Сейчас можно точно сказать, что системные эффекты в популяционной динамике – слон, которого не приметили. И действительно, популяция регулирует перемещения и взаимодействия индивидов через динамику социальной структуры группировок. Элементы этой структуры, социальные связи – своего рода паутина, координирующая усилия и кооперирующая активность особей, которые вне их будут «эгоистическими индивидами» — важна для них именно тем, что источник предсказуемости и протектор стресса [4]. Естественно, пока паттерн социальных связей соответствует видовому «типу» и устойчиво воспроизводится на данной территории (группировки), а различные средовые «шумы» извне и демографические «напряжения» изнутри социальной системы недостаточны, чтобы нарушить этот процесс.

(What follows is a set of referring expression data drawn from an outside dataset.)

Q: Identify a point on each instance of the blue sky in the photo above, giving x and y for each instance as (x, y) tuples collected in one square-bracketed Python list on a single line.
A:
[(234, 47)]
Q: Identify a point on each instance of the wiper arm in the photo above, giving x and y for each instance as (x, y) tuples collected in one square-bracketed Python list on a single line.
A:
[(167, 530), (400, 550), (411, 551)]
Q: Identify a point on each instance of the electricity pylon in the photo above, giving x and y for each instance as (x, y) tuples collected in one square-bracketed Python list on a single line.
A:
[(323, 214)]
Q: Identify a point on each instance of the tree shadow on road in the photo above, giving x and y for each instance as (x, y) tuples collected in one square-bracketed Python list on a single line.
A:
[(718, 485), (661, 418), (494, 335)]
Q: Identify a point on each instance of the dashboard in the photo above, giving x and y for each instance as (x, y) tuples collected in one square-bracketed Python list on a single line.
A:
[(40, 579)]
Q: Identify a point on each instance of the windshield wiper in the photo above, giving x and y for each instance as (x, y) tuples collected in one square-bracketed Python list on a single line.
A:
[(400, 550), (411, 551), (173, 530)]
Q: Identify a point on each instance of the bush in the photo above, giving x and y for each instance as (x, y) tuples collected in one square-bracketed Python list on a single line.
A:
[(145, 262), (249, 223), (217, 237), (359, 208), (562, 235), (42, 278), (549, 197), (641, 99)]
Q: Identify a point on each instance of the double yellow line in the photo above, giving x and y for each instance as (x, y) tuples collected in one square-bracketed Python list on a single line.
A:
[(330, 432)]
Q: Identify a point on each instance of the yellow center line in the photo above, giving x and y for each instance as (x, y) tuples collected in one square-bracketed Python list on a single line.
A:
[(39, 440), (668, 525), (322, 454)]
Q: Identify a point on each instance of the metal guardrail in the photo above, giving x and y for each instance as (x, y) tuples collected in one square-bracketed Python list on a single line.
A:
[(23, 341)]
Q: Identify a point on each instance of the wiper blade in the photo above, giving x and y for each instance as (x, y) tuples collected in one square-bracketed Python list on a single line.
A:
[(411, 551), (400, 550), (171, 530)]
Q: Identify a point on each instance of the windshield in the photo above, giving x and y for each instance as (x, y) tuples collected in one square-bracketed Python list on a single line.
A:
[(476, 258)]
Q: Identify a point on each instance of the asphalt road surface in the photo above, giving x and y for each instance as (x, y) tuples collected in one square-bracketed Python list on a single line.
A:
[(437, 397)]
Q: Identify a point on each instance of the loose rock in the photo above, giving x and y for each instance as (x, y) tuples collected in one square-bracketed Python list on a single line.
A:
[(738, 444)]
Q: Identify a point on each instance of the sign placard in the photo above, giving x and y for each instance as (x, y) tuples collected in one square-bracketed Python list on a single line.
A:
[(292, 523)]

А вот если экологическая или социальная среда меняется, небыстро, но определённым образом, в режиме «медленной катастрофы», это «напрягает» структуру связей в группировках, попадающих в изменение, а в дальнейшем – специфически нарушает их. Т.е. «информирует» особей о запущенных изменениях через векторизовано развивающуюся стресс – реакцию, причём особей с большей территории, чем та, на которой среда меняется, примерно как дрожание нитей сети паука информирует о нарушении или пище. И действительно, стресс распространяется по социальным связям, и соответствующим образом действует на поведение особей, под стрессор непосредственно не попавших.

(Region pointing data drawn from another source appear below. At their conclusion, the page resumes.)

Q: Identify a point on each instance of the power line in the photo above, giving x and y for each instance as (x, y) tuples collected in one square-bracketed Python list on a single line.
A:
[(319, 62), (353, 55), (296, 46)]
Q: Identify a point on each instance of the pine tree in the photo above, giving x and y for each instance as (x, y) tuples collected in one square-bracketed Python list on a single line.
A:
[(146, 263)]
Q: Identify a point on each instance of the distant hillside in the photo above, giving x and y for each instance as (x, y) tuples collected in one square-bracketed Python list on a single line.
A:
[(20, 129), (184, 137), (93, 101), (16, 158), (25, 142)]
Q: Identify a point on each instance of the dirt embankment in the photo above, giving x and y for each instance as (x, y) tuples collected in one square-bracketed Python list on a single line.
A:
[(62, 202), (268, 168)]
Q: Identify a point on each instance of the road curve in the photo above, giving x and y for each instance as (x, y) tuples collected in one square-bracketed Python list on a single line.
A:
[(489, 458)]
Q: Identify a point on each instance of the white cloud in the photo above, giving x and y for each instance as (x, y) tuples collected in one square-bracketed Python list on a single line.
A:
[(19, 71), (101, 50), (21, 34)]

А дальше – всё по парфорсной модели, лишь с той поправкой, что пространственно-этологическая структура популяции, захватывающая сильно большую территорию, где собственно надо приспосабливаться к новой нише, обеспечивает большую «заблаговременность» приспособлений и существенно большую долю особей, участвующих в инвазии в новую нишу, и «протестированных» там на вызывание стресс-реакции. То и другое за счёт распространения стресса по связям в системе, «подготавливающего» к приспособлению даже тех особей, которые непосредственно со стрессором (ещё) не столкнулись. Отсюда «заблаговременность», скорость и массовость приспособления, кажущиеся удивительными, если следовать «царскому пути».

 

 

 Примечания


[1] «Для каждой проблемы есть минимум одно логичное, красивое и простое решение; и решение это всегда неправильное».
[3] В той же статье показывается, почему генные сети с подобными паттернами коэкспрессии оказываются причиной проявления гомологических рядов Вавилова на генном уровне, и как благодаря им геном представляет собой иерархически организованную систему, регулируемую и управляемую сигналами «сверху вниз» под действием сигналов извне, скажем, поведенческих, в интересах целого организма; что это такая же морфоструктура, как любая из систем органов организма, но не популяция и не выборка «эгоистичных генов». Что верно не только для организменных, но и для популяционных систем, эффективно регулирующих состав и динамику генофондов субпопуляций в интересах устойчивости целого.
[4] Почему при отсутствии подходящих партнёров они формируют долговременные социальные связи с неподходящими, вполне эквивалентные первым, лишь бы снизить уровень стресса и поднять – предсказуемости окружения.